Some lessons of learning how to swim as an older adult

BY ROSS SMILLIE

When I was a young adult, I worked a lot as a swimming instructor and lifeguard. I taught all kinds of swimmers, but the ones I remember the best were the ones in the adult non-swimmers classes. These were the people who had decided, sometimes quite late in life they should learn to swim.

I remember one woman in particular who had a real phobia about deep water. Her father had been a champion swimmer, she told me, as she clung fiercely to the edge of the pool, and he decided the way to teach her to swim was to take her on his shoulders out into deep water and drop her there. She very nearly drowned, she said, and the trauma of that experience had kept her from learning to swim for decades.

But in her 60s she decided it was time, and so she came regularly to the adult non-swimmers class. Her goal was to learn to float in deep water. At first all she could do was to stand on the bottom in the shallow end. Slowly, she learned to lean back, one hand on the side of the pool, and lift her feet off the bottom for a brief period, until her fear overcame her and she tensed up and started to sink, and had to stand up. But the periods she floated got slightly longer and longer. Then she started making her way, slowly, carefully into the deep end. At first, all she could do was go around the edge of the pool, hanging tightly to the side, trying to manage the voices in her head that kept telling her the deep water was going to suck her down and not let her go. She was very possibly the most courageous person I have ever met, because she was determined to face her fears and overcome them. And she did. It took her months, but she did it. The first time she was able to float on her back in deep water, she beamed this wonderful smile, as proud and pleased as if she had won an Olympic medal or a Nobel Prize.
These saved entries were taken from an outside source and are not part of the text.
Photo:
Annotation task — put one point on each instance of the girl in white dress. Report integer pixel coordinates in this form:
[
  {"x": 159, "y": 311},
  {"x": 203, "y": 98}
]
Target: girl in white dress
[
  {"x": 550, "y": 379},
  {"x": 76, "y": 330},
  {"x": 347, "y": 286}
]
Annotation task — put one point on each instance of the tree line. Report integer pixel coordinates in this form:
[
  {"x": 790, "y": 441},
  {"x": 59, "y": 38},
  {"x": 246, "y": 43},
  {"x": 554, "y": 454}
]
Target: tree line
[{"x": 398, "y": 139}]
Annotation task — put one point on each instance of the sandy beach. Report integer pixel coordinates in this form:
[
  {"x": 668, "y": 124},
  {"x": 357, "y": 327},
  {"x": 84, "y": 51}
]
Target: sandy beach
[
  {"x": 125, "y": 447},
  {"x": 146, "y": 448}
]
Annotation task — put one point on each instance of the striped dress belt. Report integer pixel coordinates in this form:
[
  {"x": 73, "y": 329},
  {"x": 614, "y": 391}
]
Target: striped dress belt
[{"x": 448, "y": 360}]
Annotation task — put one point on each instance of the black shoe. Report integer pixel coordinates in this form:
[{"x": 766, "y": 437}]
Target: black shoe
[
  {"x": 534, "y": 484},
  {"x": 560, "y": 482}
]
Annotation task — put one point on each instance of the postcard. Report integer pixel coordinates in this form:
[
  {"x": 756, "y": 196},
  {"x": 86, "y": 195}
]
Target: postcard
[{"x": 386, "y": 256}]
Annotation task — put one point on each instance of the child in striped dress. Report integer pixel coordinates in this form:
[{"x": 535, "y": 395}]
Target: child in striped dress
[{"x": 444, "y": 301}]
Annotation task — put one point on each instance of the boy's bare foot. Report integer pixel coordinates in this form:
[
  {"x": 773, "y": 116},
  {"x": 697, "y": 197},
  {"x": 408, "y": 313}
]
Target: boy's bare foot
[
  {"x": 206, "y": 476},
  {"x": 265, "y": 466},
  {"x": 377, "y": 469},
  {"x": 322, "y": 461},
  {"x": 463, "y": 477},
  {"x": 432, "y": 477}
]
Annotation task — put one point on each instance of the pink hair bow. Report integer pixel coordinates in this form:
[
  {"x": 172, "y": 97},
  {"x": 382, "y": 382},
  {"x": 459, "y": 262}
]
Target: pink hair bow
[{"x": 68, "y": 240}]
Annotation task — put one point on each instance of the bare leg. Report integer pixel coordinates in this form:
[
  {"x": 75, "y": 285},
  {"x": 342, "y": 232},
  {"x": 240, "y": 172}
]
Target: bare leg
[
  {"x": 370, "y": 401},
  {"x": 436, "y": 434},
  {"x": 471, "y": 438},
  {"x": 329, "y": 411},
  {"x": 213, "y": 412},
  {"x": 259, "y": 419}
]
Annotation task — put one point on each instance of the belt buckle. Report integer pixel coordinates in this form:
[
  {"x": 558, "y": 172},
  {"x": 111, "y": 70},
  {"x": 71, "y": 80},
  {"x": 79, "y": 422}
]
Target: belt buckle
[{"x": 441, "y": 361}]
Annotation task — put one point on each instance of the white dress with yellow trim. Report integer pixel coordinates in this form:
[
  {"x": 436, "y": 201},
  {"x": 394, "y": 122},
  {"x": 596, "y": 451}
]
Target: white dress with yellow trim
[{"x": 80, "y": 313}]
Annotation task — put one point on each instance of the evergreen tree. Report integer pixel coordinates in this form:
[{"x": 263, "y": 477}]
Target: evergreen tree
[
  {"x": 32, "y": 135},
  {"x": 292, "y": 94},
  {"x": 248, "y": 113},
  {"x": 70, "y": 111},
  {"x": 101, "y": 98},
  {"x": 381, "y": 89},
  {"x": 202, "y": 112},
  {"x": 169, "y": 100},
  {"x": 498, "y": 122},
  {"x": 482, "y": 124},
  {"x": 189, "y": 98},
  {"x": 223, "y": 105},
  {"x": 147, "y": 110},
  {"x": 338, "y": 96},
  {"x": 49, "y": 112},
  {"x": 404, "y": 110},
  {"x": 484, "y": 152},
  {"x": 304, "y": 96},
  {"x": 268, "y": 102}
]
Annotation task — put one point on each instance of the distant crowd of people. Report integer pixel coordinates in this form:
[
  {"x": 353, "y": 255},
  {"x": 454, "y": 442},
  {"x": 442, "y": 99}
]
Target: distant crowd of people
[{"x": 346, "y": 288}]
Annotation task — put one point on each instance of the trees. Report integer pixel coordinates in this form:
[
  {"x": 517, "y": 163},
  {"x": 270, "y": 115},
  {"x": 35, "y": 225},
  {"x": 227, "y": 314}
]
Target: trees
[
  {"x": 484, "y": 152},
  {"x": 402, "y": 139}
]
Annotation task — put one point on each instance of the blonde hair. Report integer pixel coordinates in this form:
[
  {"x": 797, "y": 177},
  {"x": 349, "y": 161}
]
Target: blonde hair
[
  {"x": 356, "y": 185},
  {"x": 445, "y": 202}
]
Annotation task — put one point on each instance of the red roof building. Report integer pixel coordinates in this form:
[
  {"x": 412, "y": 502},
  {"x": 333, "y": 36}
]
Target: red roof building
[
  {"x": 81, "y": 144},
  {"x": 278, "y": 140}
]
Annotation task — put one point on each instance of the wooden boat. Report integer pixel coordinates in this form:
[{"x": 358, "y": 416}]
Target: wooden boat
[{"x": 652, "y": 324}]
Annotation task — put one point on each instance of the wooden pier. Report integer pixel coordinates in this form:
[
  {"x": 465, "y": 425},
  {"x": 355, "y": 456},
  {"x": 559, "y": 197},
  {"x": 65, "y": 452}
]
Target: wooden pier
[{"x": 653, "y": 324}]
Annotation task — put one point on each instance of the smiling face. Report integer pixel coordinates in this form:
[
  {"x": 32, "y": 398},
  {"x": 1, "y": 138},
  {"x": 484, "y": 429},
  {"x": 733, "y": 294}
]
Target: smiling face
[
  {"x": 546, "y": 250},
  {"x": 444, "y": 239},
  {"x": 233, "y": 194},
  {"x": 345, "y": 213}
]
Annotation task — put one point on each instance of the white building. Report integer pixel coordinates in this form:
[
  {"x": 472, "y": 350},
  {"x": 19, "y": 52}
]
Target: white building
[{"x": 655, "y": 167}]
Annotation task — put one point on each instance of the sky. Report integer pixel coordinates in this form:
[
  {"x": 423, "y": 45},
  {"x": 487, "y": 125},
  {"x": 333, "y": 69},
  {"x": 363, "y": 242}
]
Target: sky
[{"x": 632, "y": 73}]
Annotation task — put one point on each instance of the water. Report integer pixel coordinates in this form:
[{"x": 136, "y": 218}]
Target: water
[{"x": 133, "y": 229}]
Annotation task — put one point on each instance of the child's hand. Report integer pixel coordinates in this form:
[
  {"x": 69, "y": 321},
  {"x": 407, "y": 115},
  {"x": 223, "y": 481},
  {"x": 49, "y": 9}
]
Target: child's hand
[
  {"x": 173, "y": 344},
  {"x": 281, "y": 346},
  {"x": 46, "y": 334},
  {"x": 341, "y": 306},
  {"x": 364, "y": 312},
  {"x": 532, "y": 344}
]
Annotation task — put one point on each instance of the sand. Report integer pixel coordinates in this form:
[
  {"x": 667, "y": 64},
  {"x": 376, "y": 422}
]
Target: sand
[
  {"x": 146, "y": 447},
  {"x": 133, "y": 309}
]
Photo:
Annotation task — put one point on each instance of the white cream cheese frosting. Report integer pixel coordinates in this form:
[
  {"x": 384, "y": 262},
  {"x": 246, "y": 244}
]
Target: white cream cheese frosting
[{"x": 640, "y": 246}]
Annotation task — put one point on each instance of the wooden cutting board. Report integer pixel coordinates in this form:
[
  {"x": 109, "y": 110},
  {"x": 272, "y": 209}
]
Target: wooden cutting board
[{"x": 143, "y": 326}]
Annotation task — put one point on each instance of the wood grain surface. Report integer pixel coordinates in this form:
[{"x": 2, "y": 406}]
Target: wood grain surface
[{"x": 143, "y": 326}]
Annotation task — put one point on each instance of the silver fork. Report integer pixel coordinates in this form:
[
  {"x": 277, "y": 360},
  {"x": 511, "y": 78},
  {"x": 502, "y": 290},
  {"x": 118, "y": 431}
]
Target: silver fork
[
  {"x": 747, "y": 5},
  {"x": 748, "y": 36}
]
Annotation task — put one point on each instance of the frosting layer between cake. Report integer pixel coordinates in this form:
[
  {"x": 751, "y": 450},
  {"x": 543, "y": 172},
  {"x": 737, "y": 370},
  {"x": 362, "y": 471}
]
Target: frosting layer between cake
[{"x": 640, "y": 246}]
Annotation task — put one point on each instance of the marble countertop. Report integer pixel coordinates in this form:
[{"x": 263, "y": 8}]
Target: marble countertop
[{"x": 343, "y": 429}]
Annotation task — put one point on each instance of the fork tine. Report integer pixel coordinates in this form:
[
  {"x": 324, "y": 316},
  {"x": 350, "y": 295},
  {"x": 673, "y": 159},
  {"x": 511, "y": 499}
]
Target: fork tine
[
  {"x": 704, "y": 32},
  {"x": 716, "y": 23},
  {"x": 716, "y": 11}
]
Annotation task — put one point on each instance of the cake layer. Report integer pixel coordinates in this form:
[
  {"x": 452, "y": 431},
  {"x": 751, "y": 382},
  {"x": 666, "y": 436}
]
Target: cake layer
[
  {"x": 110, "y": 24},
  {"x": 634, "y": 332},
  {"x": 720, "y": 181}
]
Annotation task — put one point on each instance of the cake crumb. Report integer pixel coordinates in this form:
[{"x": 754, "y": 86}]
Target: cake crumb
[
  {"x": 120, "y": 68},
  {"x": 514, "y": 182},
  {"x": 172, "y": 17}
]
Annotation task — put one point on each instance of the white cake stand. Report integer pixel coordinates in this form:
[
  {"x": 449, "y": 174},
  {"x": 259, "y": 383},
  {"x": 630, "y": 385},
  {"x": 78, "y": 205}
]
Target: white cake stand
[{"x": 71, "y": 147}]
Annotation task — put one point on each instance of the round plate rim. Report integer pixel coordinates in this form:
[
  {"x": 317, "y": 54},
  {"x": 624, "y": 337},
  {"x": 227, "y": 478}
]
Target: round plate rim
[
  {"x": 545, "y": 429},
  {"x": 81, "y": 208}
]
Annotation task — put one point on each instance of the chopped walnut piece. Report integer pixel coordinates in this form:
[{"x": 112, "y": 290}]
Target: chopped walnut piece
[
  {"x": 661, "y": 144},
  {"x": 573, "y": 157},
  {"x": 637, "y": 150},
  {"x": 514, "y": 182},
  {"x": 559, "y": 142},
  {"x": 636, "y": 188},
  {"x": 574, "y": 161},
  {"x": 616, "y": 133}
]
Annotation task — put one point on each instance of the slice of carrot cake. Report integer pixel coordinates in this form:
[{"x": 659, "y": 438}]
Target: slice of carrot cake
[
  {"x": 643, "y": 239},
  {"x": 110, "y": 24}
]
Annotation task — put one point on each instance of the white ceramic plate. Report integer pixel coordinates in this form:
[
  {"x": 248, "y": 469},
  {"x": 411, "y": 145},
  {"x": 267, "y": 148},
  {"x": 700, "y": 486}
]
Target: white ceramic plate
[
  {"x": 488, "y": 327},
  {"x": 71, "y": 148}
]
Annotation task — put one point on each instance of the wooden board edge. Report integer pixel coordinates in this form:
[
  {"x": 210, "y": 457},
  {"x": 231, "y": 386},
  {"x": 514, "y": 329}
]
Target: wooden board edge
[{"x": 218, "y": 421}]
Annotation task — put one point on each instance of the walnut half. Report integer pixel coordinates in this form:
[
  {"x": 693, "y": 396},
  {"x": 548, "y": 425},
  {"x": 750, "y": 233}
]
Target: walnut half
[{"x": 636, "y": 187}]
Some people compare faith to floating in deep water. If you are tense and struggle, then you will sink, but if you relax and trust, you will float. This kind of trust is not a naive belief that nothing bad will ever happen. Rather it is a deep trust that whatever happens, there is a loving presence who will support us and uphold us. It is a faith that is able to endure crucifixion because of the promise of resurrection. People who see the world as hostile or cold and therefore cannot trust are constantly anxious, unable to be vulnerable or take risks; they constantly feel insecure and put up barriers and walls to protect themselves.

Those who can trust at a deep level are able to take risks, to offer themselves in service and to endure the most difficult circumstances in life. They experience sorrow and pain and worry, but because they know they float in a sea of love, they are not overwhelmed by their anxieties and their sorrows.

Jesus once instructed his disciples to put their boats out into deep water, where they haul in a catch of fish beyond their wildest imagination, I suspect the story is not just about the first disciples, but about each of us on our journey of faith. Deep water is the unknown, the uncomfortable place, the vulnerable place, the place you would avoid if you could. But you can’t, because like that adult non-swimmer, you know somewhere deep down that going into the deep water is the place you need to go to encounter the blessing beyond your wildest imagination.

Ross Smillie is a pastor at St. Andrew’s United Church and a member of the Lacombe and District Ministerial Association.